Camacho’s employer submitted his driver’s license as part of a security screening and was told he was “approved” for entry, according to a CBP email seen by NBC6. “We just need to know what time he is coming, so we can be prepared,” the email said.
When he showed up the next day on January 6, Camacho was immediately arrested, he said.
“I say, ‘Good morning. I’m Angel. And they say, ‘Oh yes, we are waiting for you,’” he told NBC6. “They say, ‘I have to detain you.’ I said, ‘What are you? Joking?’”
Trump promised that the state’s notorious detention camp would hold “some of the most menacing migrants, some of the most vicious people on the planet,” but only one in four detainees there have criminal convictions, with just 7 percent having convictions for violent crimes, according to ICE data.
Hundreds of Alligator Alcatraz detainees have filed federal lawsuits seeking their release, joining a massive wave of litigation against ICE detentions in federal courtrooms across the country.
Judges are routinely reprimanding government lawyers for flouting court orders that the attorneys for the Department of Justice have conceded they are failing to keep up with.
Earlier this month, a federal appeals court in New Orleans ruled that immigrants who have been arrested in the nation’s interior — not only those who recently crossed the U.S.-Mexico border — may be held without bond hearings while their cases proceed, an argument that is now being tested by federal courts in cases across the country.

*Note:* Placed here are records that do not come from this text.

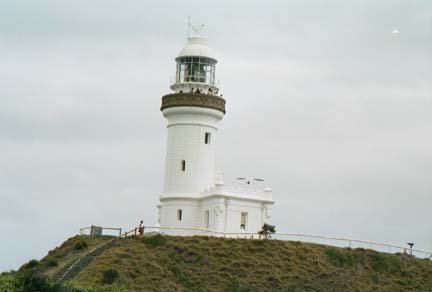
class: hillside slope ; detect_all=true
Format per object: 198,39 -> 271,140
3,236 -> 432,291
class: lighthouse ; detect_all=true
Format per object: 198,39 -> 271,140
158,32 -> 274,235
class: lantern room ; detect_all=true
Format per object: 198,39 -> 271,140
171,34 -> 218,93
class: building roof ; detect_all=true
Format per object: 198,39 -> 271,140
176,34 -> 216,61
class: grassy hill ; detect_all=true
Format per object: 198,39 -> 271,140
0,236 -> 432,291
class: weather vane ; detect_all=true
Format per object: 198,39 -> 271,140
188,16 -> 204,38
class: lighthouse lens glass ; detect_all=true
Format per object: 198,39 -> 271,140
176,57 -> 215,85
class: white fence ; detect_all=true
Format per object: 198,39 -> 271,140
136,226 -> 432,259
80,226 -> 432,259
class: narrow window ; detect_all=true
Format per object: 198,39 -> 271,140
204,210 -> 210,228
240,212 -> 247,230
204,132 -> 211,144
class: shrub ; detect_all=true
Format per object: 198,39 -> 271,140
143,234 -> 166,247
225,278 -> 251,292
258,223 -> 276,239
371,252 -> 401,273
14,272 -> 64,292
46,259 -> 58,267
19,259 -> 39,271
102,268 -> 119,284
168,265 -> 190,286
324,248 -> 359,267
0,275 -> 16,292
74,240 -> 88,250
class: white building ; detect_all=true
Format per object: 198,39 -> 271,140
158,34 -> 274,236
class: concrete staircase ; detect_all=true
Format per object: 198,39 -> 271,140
53,237 -> 118,282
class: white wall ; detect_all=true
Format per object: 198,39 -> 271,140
163,107 -> 223,196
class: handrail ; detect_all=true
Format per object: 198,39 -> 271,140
79,226 -> 122,237
145,226 -> 432,259
80,226 -> 432,260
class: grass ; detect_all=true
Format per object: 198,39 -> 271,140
66,235 -> 432,291
3,235 -> 432,292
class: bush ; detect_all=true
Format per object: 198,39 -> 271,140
258,223 -> 276,239
143,234 -> 166,247
102,268 -> 119,284
225,278 -> 251,292
19,259 -> 39,271
324,248 -> 359,267
371,252 -> 401,273
168,265 -> 190,286
46,259 -> 58,267
14,272 -> 64,292
0,275 -> 16,292
74,240 -> 88,250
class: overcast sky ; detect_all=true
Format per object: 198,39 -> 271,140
0,0 -> 432,271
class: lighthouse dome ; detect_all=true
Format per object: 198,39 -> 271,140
176,34 -> 216,61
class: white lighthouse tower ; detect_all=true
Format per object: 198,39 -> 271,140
158,29 -> 273,235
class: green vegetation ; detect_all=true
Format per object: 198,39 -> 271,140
258,223 -> 276,239
0,235 -> 432,292
102,268 -> 119,284
74,240 -> 88,250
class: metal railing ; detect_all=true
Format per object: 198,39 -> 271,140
121,226 -> 432,259
80,226 -> 122,237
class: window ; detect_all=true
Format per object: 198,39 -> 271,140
204,210 -> 210,228
176,57 -> 216,85
240,212 -> 247,230
204,132 -> 211,144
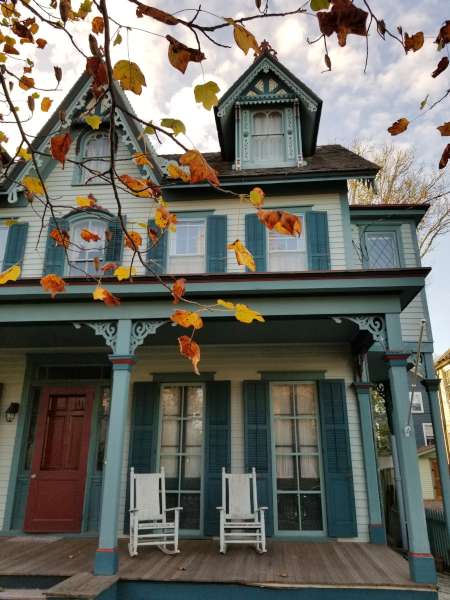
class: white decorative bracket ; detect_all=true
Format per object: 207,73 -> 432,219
73,319 -> 166,354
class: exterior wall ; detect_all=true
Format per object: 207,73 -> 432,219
0,352 -> 25,528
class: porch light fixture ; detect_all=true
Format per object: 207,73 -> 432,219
5,402 -> 20,423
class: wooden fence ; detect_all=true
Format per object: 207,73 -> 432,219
425,508 -> 450,570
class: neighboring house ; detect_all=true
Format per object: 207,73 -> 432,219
0,44 -> 442,600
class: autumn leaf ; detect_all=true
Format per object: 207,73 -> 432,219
172,277 -> 186,304
41,273 -> 66,298
125,231 -> 142,251
436,121 -> 450,135
431,56 -> 450,78
0,265 -> 21,285
170,310 -> 203,329
113,60 -> 147,96
84,115 -> 102,129
114,266 -> 136,281
179,150 -> 220,186
161,119 -> 186,135
80,229 -> 100,242
317,0 -> 368,46
250,188 -> 265,208
235,304 -> 264,324
166,35 -> 205,73
92,17 -> 105,34
178,335 -> 200,375
41,96 -> 53,112
22,175 -> 44,196
49,229 -> 70,248
439,144 -> 450,169
50,133 -> 72,169
405,31 -> 424,53
167,162 -> 191,183
227,240 -> 256,271
92,285 -> 120,306
194,81 -> 220,110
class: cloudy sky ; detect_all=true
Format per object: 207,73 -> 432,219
4,0 -> 450,354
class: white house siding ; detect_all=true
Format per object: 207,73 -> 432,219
119,344 -> 368,541
0,351 -> 25,529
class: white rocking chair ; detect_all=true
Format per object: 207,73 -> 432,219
128,467 -> 182,556
217,467 -> 267,554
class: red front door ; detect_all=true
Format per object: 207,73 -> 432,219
24,387 -> 94,533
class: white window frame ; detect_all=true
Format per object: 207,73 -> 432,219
409,390 -> 424,415
422,423 -> 435,446
167,216 -> 207,273
266,213 -> 308,273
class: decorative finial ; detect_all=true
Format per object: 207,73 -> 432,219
255,40 -> 278,60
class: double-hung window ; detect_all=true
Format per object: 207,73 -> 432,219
167,218 -> 206,274
365,231 -> 400,269
267,215 -> 308,271
68,218 -> 107,277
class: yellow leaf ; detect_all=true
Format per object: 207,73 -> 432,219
235,304 -> 264,323
114,267 -> 136,281
22,175 -> 44,196
194,81 -> 220,110
170,310 -> 203,329
17,148 -> 31,160
161,119 -> 186,135
84,115 -> 102,129
217,299 -> 234,310
113,60 -> 147,96
227,240 -> 256,271
0,265 -> 21,285
41,96 -> 53,112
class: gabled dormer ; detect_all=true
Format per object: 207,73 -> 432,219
216,42 -> 322,170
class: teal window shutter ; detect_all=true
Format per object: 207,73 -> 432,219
245,213 -> 267,272
306,211 -> 330,271
3,223 -> 28,271
147,220 -> 168,274
203,381 -> 231,536
206,215 -> 227,273
318,379 -> 358,537
244,381 -> 273,535
43,217 -> 69,277
124,381 -> 159,533
105,217 -> 123,263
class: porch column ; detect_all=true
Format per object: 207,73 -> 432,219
353,383 -> 386,544
422,379 -> 450,539
94,319 -> 135,575
385,314 -> 437,583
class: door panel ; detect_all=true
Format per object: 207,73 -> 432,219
24,387 -> 94,533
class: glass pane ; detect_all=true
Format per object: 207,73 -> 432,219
300,494 -> 323,531
298,456 -> 320,491
278,494 -> 299,531
272,384 -> 292,415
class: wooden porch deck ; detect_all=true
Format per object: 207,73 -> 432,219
0,536 -> 432,590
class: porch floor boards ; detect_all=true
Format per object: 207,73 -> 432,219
0,536 -> 430,589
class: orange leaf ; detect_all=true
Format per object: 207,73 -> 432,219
166,35 -> 205,73
388,117 -> 409,135
180,150 -> 220,186
80,229 -> 100,242
172,277 -> 186,304
178,335 -> 200,375
170,310 -> 203,329
41,273 -> 66,298
125,231 -> 142,250
92,285 -> 120,306
92,17 -> 105,34
50,133 -> 72,169
227,240 -> 256,271
49,229 -> 70,248
405,31 -> 424,52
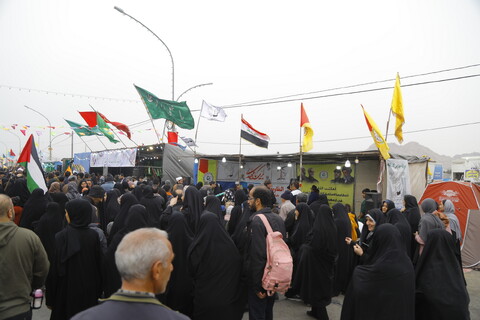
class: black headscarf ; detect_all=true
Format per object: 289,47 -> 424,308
140,186 -> 164,225
292,204 -> 337,307
182,187 -> 203,233
341,224 -> 415,320
20,188 -> 48,230
403,194 -> 421,233
187,212 -> 245,319
56,199 -> 93,273
418,198 -> 445,243
360,209 -> 387,247
415,229 -> 470,320
310,193 -> 330,219
159,211 -> 193,317
382,199 -> 395,215
103,204 -> 151,297
109,193 -> 138,240
387,209 -> 412,257
35,202 -> 65,262
204,196 -> 223,222
288,203 -> 313,254
332,203 -> 354,296
104,189 -> 121,222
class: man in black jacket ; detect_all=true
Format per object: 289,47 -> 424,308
246,187 -> 285,320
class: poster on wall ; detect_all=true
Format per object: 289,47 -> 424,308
297,164 -> 355,205
90,148 -> 137,167
387,158 -> 411,208
197,159 -> 217,185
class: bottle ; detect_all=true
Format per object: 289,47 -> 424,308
32,289 -> 43,309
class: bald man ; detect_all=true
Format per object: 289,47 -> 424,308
72,228 -> 189,320
0,194 -> 49,320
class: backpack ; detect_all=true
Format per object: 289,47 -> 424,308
258,214 -> 293,296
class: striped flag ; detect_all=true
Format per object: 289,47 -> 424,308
240,116 -> 270,149
362,106 -> 390,160
18,134 -> 48,192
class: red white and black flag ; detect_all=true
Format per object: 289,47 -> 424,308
240,116 -> 270,149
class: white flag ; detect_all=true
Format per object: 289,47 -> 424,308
200,101 -> 227,122
180,137 -> 197,147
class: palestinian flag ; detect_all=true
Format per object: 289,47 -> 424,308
18,134 -> 48,192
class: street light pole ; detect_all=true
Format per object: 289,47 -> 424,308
25,106 -> 52,161
113,6 -> 175,101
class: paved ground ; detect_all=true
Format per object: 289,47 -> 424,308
33,270 -> 480,320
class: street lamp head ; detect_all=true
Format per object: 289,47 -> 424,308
113,6 -> 125,14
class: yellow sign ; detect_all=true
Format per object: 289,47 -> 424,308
297,164 -> 355,206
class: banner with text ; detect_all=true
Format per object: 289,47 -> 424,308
297,164 -> 355,206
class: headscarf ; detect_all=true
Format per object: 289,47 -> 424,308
443,200 -> 462,241
35,202 -> 65,262
104,189 -> 121,222
341,224 -> 415,319
288,203 -> 313,252
418,198 -> 445,243
203,196 -> 223,222
360,209 -> 386,244
307,204 -> 338,256
415,229 -> 470,319
109,193 -> 138,240
387,209 -> 412,256
140,186 -> 164,224
20,188 -> 48,230
382,199 -> 395,215
182,187 -> 203,233
403,194 -> 421,233
65,181 -> 82,200
56,199 -> 93,275
48,181 -> 62,193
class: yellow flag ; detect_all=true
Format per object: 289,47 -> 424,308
300,103 -> 313,152
392,73 -> 405,143
362,106 -> 390,160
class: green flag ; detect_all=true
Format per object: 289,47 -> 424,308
64,119 -> 102,137
134,85 -> 195,129
97,112 -> 120,143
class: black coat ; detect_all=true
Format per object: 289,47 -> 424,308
341,223 -> 415,320
292,205 -> 338,307
46,199 -> 102,320
415,229 -> 470,320
332,203 -> 354,296
187,212 -> 246,320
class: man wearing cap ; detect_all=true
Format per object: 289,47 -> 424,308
279,190 -> 295,221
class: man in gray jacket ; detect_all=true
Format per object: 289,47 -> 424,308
0,194 -> 49,320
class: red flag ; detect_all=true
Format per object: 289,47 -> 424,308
168,131 -> 178,144
79,111 -> 132,139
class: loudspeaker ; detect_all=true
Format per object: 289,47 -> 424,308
365,192 -> 382,212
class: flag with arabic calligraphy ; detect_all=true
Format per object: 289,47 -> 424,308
134,85 -> 195,130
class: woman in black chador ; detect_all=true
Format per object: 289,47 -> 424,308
341,223 -> 414,320
46,199 -> 102,320
415,229 -> 470,320
187,211 -> 246,320
292,205 -> 338,319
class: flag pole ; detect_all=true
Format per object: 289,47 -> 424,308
298,107 -> 303,186
89,104 -> 128,148
238,114 -> 243,183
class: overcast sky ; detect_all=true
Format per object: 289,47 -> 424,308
0,0 -> 480,158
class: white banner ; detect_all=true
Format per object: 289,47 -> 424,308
386,159 -> 411,209
90,148 -> 137,167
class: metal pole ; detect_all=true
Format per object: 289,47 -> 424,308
113,6 -> 175,101
25,106 -> 52,161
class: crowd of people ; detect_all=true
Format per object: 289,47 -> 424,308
0,168 -> 469,320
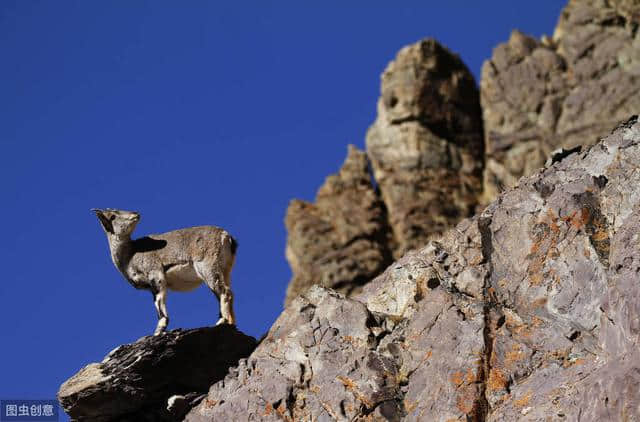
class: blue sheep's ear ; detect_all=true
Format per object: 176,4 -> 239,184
91,208 -> 114,234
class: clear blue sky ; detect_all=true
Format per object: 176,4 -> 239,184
0,0 -> 564,414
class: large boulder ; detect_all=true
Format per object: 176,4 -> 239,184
480,0 -> 640,202
367,39 -> 484,258
186,118 -> 640,421
58,325 -> 256,422
285,145 -> 392,305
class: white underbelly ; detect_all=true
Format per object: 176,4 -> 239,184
165,263 -> 202,292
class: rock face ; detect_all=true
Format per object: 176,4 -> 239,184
285,39 -> 483,304
367,39 -> 483,258
481,0 -> 640,201
286,146 -> 392,304
58,325 -> 256,422
186,118 -> 640,421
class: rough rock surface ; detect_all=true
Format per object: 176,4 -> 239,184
286,146 -> 392,304
58,325 -> 256,422
366,39 -> 483,258
481,0 -> 640,201
186,118 -> 640,421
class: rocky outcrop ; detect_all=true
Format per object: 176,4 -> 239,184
285,39 -> 483,304
286,146 -> 392,304
58,325 -> 256,422
481,0 -> 640,202
186,118 -> 640,421
367,39 -> 483,258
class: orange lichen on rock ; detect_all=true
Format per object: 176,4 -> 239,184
336,375 -> 373,407
513,391 -> 533,407
451,371 -> 464,387
487,368 -> 507,391
504,344 -> 526,368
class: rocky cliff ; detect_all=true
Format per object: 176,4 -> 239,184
481,0 -> 640,200
58,325 -> 256,422
286,0 -> 640,304
186,118 -> 640,421
59,0 -> 640,421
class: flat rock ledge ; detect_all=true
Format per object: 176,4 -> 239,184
58,325 -> 256,422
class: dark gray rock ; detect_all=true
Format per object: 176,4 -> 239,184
480,0 -> 640,202
186,119 -> 640,421
285,146 -> 392,305
58,325 -> 256,421
367,39 -> 484,258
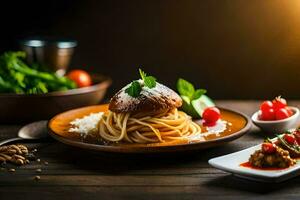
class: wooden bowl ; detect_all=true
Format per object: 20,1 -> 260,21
0,74 -> 112,124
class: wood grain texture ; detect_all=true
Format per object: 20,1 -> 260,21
0,101 -> 300,200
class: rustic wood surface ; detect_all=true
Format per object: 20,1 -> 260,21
0,101 -> 300,200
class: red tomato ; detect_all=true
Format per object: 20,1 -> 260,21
202,107 -> 221,125
67,69 -> 92,87
259,108 -> 275,121
275,108 -> 290,120
285,107 -> 294,116
283,134 -> 296,144
273,96 -> 287,111
260,101 -> 273,111
261,143 -> 276,153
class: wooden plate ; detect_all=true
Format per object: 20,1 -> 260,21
48,104 -> 251,153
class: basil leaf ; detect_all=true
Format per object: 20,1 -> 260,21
144,76 -> 156,88
125,81 -> 142,97
177,78 -> 195,99
139,69 -> 156,88
139,69 -> 147,80
192,89 -> 206,100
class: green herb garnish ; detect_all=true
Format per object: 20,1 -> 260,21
125,69 -> 156,98
125,81 -> 142,97
139,69 -> 156,88
0,51 -> 76,94
177,78 -> 206,101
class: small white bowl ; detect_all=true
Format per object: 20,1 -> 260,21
251,106 -> 299,134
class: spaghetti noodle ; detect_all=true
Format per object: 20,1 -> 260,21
98,108 -> 201,143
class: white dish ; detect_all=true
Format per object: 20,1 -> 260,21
208,141 -> 300,182
251,106 -> 299,133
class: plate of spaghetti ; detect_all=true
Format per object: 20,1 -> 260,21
48,71 -> 250,153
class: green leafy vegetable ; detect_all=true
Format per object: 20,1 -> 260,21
125,81 -> 142,97
177,78 -> 195,99
139,69 -> 156,88
0,51 -> 76,94
177,78 -> 206,101
177,78 -> 215,118
192,89 -> 206,99
125,69 -> 156,97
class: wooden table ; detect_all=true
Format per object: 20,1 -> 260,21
0,101 -> 300,200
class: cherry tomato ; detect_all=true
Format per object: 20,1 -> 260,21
260,101 -> 273,111
67,69 -> 92,87
275,108 -> 290,120
273,96 -> 287,111
259,108 -> 275,121
261,143 -> 276,153
202,107 -> 221,125
283,134 -> 296,144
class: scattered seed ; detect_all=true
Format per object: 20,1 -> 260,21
16,159 -> 24,165
25,153 -> 36,161
34,176 -> 41,181
8,168 -> 16,172
35,169 -> 42,172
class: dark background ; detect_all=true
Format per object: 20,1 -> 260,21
0,0 -> 300,99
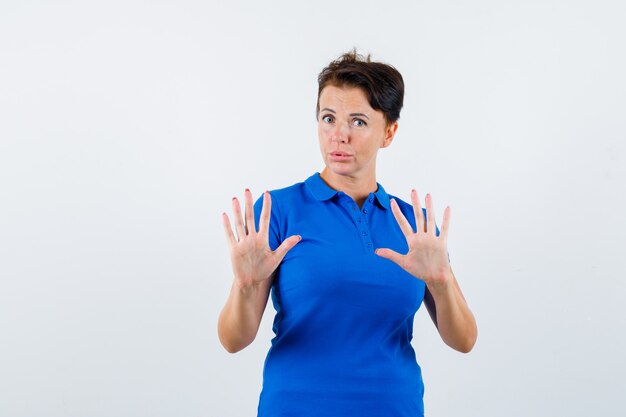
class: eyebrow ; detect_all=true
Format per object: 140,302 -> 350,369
320,107 -> 369,120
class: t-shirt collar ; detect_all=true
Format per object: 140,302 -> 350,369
304,172 -> 389,209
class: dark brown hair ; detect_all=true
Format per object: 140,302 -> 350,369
315,49 -> 404,124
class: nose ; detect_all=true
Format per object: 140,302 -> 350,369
330,124 -> 350,143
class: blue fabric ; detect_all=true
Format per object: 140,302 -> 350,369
255,173 -> 425,417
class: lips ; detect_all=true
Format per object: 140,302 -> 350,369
328,151 -> 352,162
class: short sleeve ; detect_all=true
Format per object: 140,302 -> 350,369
254,193 -> 282,250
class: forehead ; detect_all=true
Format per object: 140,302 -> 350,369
320,85 -> 374,112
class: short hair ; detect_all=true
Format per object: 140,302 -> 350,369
315,49 -> 404,124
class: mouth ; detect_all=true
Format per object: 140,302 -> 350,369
328,151 -> 352,162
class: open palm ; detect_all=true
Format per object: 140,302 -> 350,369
222,189 -> 301,287
376,190 -> 450,286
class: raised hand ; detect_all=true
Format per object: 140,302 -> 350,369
376,190 -> 453,288
222,189 -> 301,288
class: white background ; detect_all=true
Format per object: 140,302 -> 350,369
0,0 -> 626,417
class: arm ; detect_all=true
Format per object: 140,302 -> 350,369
217,277 -> 273,353
376,190 -> 478,353
424,269 -> 478,353
217,190 -> 301,353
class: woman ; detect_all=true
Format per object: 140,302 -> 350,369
218,52 -> 477,417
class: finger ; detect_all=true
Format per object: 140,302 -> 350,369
244,188 -> 256,235
426,194 -> 437,234
274,235 -> 302,263
374,248 -> 404,266
411,189 -> 425,232
391,198 -> 414,237
233,197 -> 246,240
222,213 -> 237,249
439,206 -> 452,241
259,191 -> 272,240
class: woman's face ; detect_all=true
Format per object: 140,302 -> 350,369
317,86 -> 398,179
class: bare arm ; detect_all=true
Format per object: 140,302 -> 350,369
217,190 -> 301,353
217,279 -> 272,353
424,270 -> 478,353
376,190 -> 478,353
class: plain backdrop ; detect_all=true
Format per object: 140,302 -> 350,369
0,0 -> 626,417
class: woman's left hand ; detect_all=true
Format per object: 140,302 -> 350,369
376,190 -> 453,289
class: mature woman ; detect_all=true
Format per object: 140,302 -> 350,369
218,52 -> 477,417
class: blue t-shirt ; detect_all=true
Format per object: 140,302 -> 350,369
255,173 -> 425,417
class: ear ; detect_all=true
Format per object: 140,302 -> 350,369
380,121 -> 398,148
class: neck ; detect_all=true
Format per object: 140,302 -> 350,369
320,168 -> 378,207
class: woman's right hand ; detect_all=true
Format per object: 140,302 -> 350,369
222,189 -> 302,290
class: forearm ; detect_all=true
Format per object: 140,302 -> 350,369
428,271 -> 478,353
217,279 -> 271,353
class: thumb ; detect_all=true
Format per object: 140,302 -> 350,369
274,235 -> 302,263
374,248 -> 403,265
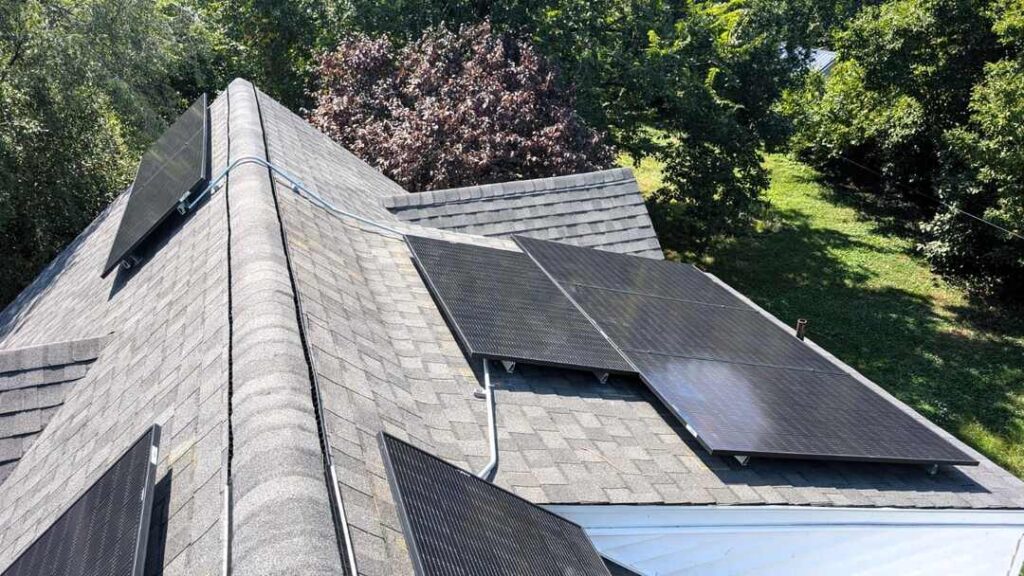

In the case of Camacho, who allegedly entered the U.S. legally on a visa in 2016, he was able to get a bond hearing, post $5,000 for his release, and submit to ankle monitoring after his detention, NBC reported.
“That’s the worst nightmare I’ve ever been in,” Camacho said of his experience inside Alligator Alcatraz. “That’s not a place for nobody, especially if you never commit any crime.”
Detainees there have alleged widespread abuse and illness and accused officers of retaliating against them for seeking legal help.
People there have reported being shackled inside a metal cage and left outside without water for up to a day at a time, according to a recent report from Amnesty International.
Homeland Security officials insist that the facility in the Big Cypress National Preserve region of the Florida Everglades is a state-run operation managed by the Florida Division of Emergency Management, though records in a long-running court case appear to show that the state sought and received federal funding for the project, along with guidance on how those funds can be spent.
Administration officials have repeatedly refuted claims of abuse at the facility and encouraged immigrants to “self-deport” to avoid detention.